Sonradan asıl adını alarak İttihat ve Terakki olan Ticaret Mektebi’nde okuyordum. Müdürümüz Talât Bey (Sadrazam Talât Paşa) idi. Bir gün sınıfta kulaktan kulağa bir fısıltı dolaştı:

-    Yeni bir tarih hocası gelmiş! dediler.

O gün de programda bu ders vardı. Yalnız çocukların duyabileceği o güzel heyecanla yüreklerimiz dolu, bekliyorduk.

Zil çaldı, sınıflara girdik. Biraz sonra, Talât Bey, yanında bir zabit, kapıdan göründü.
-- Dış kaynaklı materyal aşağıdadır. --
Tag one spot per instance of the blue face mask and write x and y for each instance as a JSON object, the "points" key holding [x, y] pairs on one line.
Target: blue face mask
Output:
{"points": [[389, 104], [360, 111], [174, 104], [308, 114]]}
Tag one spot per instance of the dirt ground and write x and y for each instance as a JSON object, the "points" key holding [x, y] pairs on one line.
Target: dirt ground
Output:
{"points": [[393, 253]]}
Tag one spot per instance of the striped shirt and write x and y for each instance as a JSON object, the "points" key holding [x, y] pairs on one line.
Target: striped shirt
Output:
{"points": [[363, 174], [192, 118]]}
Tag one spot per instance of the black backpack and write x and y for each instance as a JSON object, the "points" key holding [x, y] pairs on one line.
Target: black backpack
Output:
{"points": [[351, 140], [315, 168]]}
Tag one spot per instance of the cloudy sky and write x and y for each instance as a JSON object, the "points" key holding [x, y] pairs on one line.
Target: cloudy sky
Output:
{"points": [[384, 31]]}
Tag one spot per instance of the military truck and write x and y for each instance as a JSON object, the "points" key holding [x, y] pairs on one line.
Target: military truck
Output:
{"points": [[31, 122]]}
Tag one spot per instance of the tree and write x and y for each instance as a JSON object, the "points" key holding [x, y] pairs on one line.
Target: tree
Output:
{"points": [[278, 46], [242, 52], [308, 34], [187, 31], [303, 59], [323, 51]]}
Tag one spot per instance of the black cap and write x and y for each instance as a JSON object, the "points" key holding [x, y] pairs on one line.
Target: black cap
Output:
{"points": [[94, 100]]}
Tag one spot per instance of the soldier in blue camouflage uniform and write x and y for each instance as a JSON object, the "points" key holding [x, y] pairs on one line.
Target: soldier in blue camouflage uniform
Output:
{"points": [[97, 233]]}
Kalın, âmir sesiyle takdim etti:

-    Yeni tarih hocanız, Ömer Nâci Bey!

O çıktı ve biz yeni hocamızla karşı karşıya kaldık.

Doğrusunu isterseniz, hayli acayip bir hoca idi bu. Kollarını kaldırdıkça setresinin arkasından bir kamanın minimini topuzlu ucu görünüyordu. Fakat yüzü pek cana yakındı. Beyaz, geniş, âdeta parıldayan bir alın, biçimli kaşların altında güzel mavi gözler. Bu gözleri ancak büyük ressamların bazı tablolarında görebilirsiniz. Derin, dalgın, engin bakışlı gözler. Yanaklarını daha taze ve daha pembe gösteren koyu kumral bir sakal. Göğsü kabarık ve omuzları genişti.

Sesini duyunca, ürperdik. Bu ses, bir elektrik akımı gibi kulaklardan ruha giden yolu buluyordu. Biraz Âzeri şivesini hatırlatan bir ağız. Sözlerini tatlılaştıran hafif, cana yakın bir vurgu. İlk cümleleri:

-    Yeni tarih sizinle başlayacak çocuklar. Biz o tilâl-i handanın ufuklarında yüzen sarayı sezdik. Onu siz hakikat yapacaksınız, olmuştu.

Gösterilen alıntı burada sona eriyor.